How is GDP like a Honda Accord?

…Oh my gosh, in so so SO many ways. Well, in a couple, at least. Like GDP, the Honda Accord is a pretty good all around vehicle. It is equally suited to city and highway driving, can traverse graveled country roads with relative ease, and can drive in most types of inclement wether. It can get us most places we wish to go and thus is pretty closely correlated to our happiness regardless of our personal tastes and hobbies.

“Oh, no,” say some, “real happiness is dive-bombing through thicketed forests and across small mountain streams.” And how do these bold people prepose we do so? We must buy new, larger tires for our Accord. Outfit it with better shocks and a more powerful engine. Add a roll cage and a winch to pull the vehicle out of ruts. These are the ways we can make our Honda Accord better and really ensure that it can lead us to the healthy, happy life we desire. I say you should just use a different car.

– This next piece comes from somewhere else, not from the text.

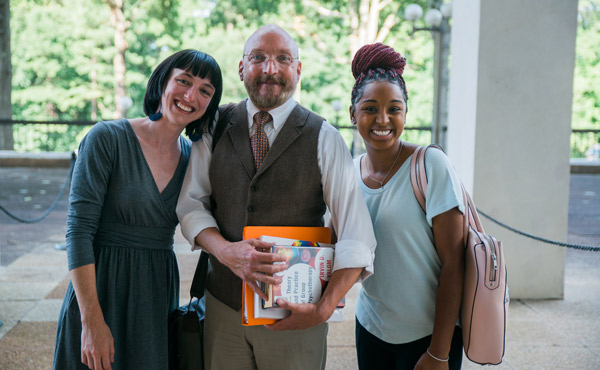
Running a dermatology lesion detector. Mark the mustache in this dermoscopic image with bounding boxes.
[256,76,286,85]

Now back to GDP. It is a popular pastime to point out the narrowness of the measure and suggest ways to improve it. We need to add the contribution of stay-at-home mothers, for instance. Or else we should complain that it doesn’t measure what we really care about like income inequality or literacy rates or any number of other possible national characteristics. But go back to the titular analogy of this post. Like the Honda Accord GDP does not do everything we may want in a car. But also like the Accord, it does most of what we want. GDP is correlated with a wide range of other statistics from happiness, to health, to life expectancy. We first need to recognize how wonderful GDP is as a simple measure of an enormous range of other national characteristics that we care about. Second, the answer to GDP is not to criticize its use as short sighted or to stuff it full of extra amenities as our woodsman wanted to do with our Accord. No economist believes that GDP provides the end-all, be-all state of societal success. Let the Accord be the Accord. Let it be simple, low-cost, versatile, and intuitive. Buy a new car if you want such vastly different features or improved luxury. Indeed, some economists (you’ve probably heard of) are designing new and different measures of national achievement. But this is no mark against the Accord. It does perfectly well what it was designed to do. The problem is that when a woodsman gets his hands on a Honda, there’s no end to where he’ll want to drive.